Christmas holly came from the ancient belief that such plants blossomed at Christmas time. Mistletoe survived from a decidedly un-Christian custom. The Druids hung it, hoping it would bring peace and good fortune.
Traditionally, we like to think Americans have always made a big deal about Christmas. Not so. Before the Civil War in the mid-19th century, few Americans observed Christmas. Most people today believe that it has always been a national holiday, observed everywhere. Again, not true. There are no “national” holidays in the United States. Each state has jurisdiction over its own holidays. There are federal holidays, which means the postman doesn’t come.

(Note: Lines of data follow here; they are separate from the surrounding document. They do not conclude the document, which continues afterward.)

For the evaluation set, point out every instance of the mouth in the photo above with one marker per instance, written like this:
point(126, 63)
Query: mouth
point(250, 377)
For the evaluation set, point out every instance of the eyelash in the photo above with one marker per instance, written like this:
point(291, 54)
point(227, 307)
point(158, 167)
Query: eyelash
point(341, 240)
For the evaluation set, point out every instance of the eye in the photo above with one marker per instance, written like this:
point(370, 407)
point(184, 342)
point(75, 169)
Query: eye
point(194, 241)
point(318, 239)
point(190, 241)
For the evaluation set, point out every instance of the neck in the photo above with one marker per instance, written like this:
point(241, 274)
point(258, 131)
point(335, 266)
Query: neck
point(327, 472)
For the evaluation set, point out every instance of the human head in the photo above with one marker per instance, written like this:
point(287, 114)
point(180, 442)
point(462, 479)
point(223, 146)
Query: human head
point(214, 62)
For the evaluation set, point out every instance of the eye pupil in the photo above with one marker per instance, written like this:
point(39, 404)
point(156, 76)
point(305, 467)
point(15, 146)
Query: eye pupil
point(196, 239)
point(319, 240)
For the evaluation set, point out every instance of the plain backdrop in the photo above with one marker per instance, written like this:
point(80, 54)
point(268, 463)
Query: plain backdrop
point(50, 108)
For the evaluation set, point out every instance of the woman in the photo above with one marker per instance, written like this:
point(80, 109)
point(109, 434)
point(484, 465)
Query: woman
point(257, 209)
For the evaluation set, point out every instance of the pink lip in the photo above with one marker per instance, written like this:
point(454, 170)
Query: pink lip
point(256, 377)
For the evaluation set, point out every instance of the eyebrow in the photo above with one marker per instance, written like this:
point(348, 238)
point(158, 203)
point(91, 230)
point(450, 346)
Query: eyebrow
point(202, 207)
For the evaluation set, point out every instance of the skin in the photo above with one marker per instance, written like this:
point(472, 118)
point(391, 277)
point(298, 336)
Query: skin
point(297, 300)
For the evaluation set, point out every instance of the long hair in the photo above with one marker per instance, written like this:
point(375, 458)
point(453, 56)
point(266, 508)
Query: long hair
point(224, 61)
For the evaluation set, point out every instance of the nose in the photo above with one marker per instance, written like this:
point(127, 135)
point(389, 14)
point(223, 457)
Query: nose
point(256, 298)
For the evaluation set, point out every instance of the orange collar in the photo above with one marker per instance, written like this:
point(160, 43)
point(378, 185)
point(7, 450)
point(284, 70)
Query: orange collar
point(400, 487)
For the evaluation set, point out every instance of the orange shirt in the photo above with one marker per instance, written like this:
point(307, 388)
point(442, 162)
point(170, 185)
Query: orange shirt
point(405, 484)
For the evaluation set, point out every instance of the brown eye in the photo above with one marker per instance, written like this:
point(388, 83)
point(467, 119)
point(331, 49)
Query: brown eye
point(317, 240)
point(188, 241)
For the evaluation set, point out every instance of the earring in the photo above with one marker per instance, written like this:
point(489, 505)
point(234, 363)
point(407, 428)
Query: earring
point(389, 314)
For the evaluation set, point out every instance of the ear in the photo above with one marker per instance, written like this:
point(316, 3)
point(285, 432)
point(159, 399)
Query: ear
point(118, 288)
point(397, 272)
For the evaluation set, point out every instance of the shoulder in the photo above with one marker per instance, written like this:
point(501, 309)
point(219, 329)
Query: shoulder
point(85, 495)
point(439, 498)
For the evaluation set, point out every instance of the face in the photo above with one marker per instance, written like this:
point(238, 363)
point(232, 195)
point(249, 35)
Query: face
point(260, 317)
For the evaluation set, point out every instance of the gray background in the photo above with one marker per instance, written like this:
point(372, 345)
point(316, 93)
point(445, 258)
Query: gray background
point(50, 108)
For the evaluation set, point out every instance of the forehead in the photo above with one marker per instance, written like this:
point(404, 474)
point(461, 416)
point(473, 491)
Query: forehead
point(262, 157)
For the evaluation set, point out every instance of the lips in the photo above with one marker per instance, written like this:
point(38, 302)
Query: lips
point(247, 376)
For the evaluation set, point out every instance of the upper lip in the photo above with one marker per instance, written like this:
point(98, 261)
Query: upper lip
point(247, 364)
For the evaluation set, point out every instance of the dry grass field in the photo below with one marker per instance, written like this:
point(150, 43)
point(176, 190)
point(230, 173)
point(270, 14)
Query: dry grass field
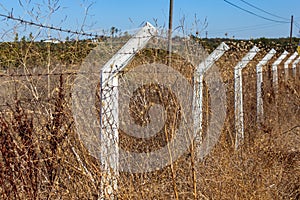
point(42, 157)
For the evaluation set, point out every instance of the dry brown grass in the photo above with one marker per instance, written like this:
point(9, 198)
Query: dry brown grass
point(41, 156)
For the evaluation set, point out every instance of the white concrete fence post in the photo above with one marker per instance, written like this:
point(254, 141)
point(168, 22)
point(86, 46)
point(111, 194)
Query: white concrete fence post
point(259, 74)
point(109, 122)
point(238, 96)
point(198, 91)
point(275, 70)
point(294, 66)
point(287, 63)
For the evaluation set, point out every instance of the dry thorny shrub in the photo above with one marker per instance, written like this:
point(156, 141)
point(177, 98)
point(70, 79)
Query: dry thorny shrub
point(41, 156)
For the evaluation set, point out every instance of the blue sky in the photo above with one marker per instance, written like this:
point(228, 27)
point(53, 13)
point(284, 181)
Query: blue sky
point(130, 14)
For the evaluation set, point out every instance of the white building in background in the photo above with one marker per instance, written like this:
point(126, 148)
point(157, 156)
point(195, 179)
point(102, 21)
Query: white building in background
point(51, 40)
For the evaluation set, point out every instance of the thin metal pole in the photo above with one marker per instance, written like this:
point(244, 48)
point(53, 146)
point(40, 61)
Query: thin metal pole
point(170, 28)
point(291, 30)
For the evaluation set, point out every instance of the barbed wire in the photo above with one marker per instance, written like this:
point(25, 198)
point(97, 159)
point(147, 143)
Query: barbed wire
point(31, 23)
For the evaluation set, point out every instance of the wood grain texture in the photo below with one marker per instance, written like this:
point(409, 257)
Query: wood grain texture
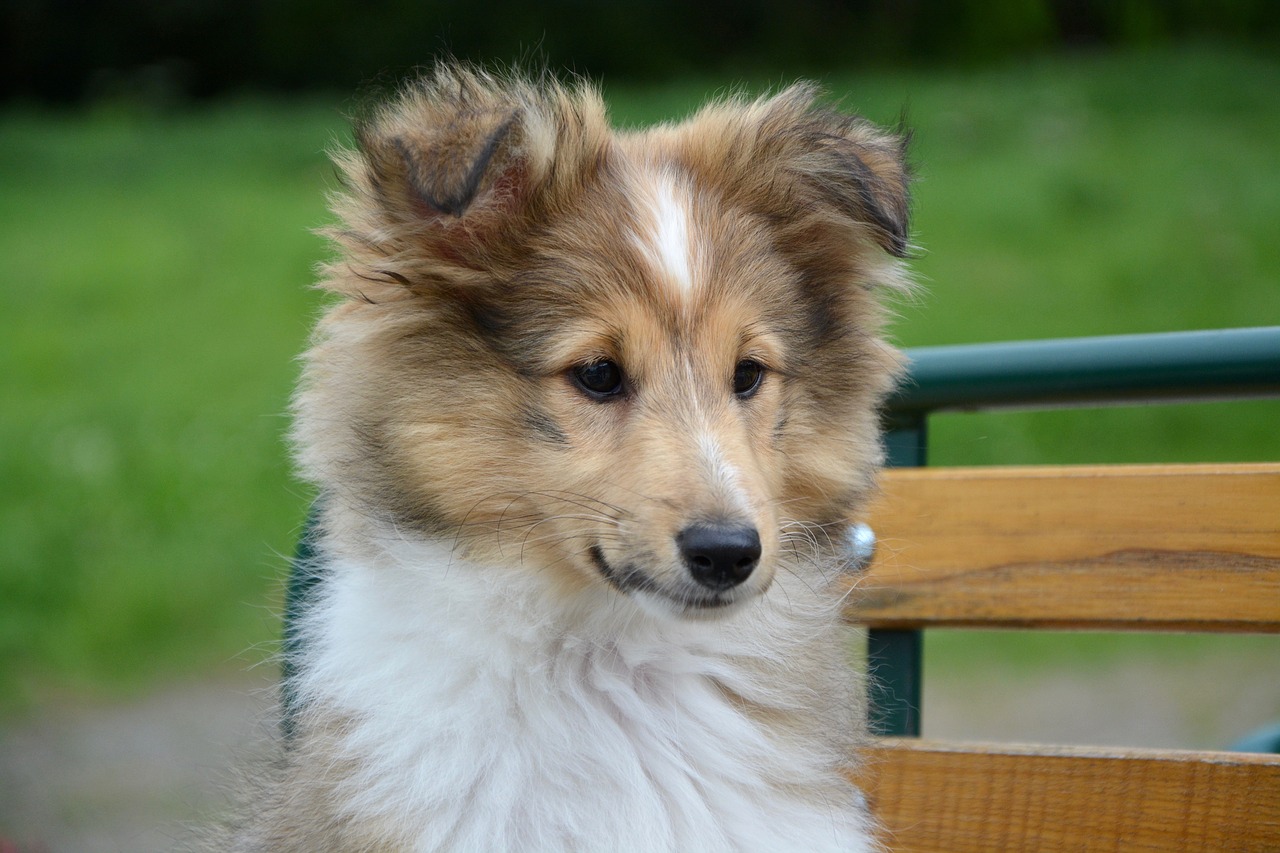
point(1179, 547)
point(933, 798)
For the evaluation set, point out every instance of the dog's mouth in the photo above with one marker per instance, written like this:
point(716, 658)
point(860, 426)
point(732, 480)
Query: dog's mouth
point(685, 600)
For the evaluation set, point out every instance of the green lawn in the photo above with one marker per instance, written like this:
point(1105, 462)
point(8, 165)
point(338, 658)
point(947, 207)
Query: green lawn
point(155, 293)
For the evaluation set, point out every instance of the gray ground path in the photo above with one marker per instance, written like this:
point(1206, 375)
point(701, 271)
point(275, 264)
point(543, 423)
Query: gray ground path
point(126, 778)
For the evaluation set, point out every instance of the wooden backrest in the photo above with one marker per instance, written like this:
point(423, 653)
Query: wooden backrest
point(1192, 547)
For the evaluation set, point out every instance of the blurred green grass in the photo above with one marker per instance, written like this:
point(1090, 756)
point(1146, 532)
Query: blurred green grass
point(155, 295)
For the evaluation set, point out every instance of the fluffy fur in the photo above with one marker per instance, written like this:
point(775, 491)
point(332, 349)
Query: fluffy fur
point(510, 648)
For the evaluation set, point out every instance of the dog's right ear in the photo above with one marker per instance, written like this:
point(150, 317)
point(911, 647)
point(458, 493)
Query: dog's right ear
point(448, 178)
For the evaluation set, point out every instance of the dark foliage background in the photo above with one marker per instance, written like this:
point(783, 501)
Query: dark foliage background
point(72, 50)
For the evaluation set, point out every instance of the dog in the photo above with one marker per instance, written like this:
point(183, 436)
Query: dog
point(588, 419)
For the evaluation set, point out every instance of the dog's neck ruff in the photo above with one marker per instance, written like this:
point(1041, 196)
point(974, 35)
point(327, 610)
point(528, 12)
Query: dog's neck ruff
point(483, 711)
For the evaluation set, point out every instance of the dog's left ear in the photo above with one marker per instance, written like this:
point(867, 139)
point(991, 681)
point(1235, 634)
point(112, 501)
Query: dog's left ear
point(807, 167)
point(862, 172)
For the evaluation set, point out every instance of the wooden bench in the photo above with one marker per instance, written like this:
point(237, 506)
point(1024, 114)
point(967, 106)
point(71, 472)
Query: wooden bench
point(1132, 547)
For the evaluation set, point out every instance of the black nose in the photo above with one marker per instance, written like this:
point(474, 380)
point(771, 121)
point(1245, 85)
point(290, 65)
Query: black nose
point(718, 556)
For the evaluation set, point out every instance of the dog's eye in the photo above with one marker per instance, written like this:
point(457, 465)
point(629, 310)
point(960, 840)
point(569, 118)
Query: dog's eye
point(599, 379)
point(746, 377)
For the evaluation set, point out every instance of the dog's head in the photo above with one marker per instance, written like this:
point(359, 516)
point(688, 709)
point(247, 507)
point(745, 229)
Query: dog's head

As for Christmas, some states delayed making it a holiday until late in the 19th century.
Furthermore, Christmas has not always been considered a proper time for celebration. In the 17th century, the New England Puritans regarded Christmas as an unwelcome Catholic importation. In 1659, the Massachusetts Bay Colony passed a law prohibiting the celebration of Christmas. It wasn’t repealed for 25 years. As late as 1865, a judge named Samuel Sewall wrote in his diary that he was happy to see nobody celebrating Christmas.
As for putting Christ back in Christmas, it appears historically that it was the retailers who agitated for Christmas as a holiday. However, even they were slow to take up the cause, The New York Tribune newspaper in 1841 did not contain a single Christmas-themed ad. After the Civil War, retailers began trying special Christmas sales and they caught on fairly quickly. By 1870, December had become the biggest retailing month of the year.
If Santa Claus represents a tradition, the name, at least, originated in America. He was known in Europe as St. Nicholas. The Dutch immigrants to America reportedly spelled his name “Sint Nikolass.” In America, this first evolved into “Sinterklass” and eventually “Santa Claus.” In earlier years he smoked a pipe. As late as 1858 he didn’t have a beard. He got his present appearance in large part due to a cartoon drawn by Thomas Nast during the Civil War.
Santa has looked pretty much the same since then. He didn’t acquire Rudolph the Red-Nosed Reindeer until 1939. Montgomery Ward is given credit for coming up with that idea, although in the popular mind Rudy remains associated with the recorded song by Gene Autry, until then known as a cowboy warbler.
What we think of as Christmas tradition extending back centuries hasn’t remained unchanging. Like everything else in the modern world, today’s tradition becomes tomorrow’s amusing history.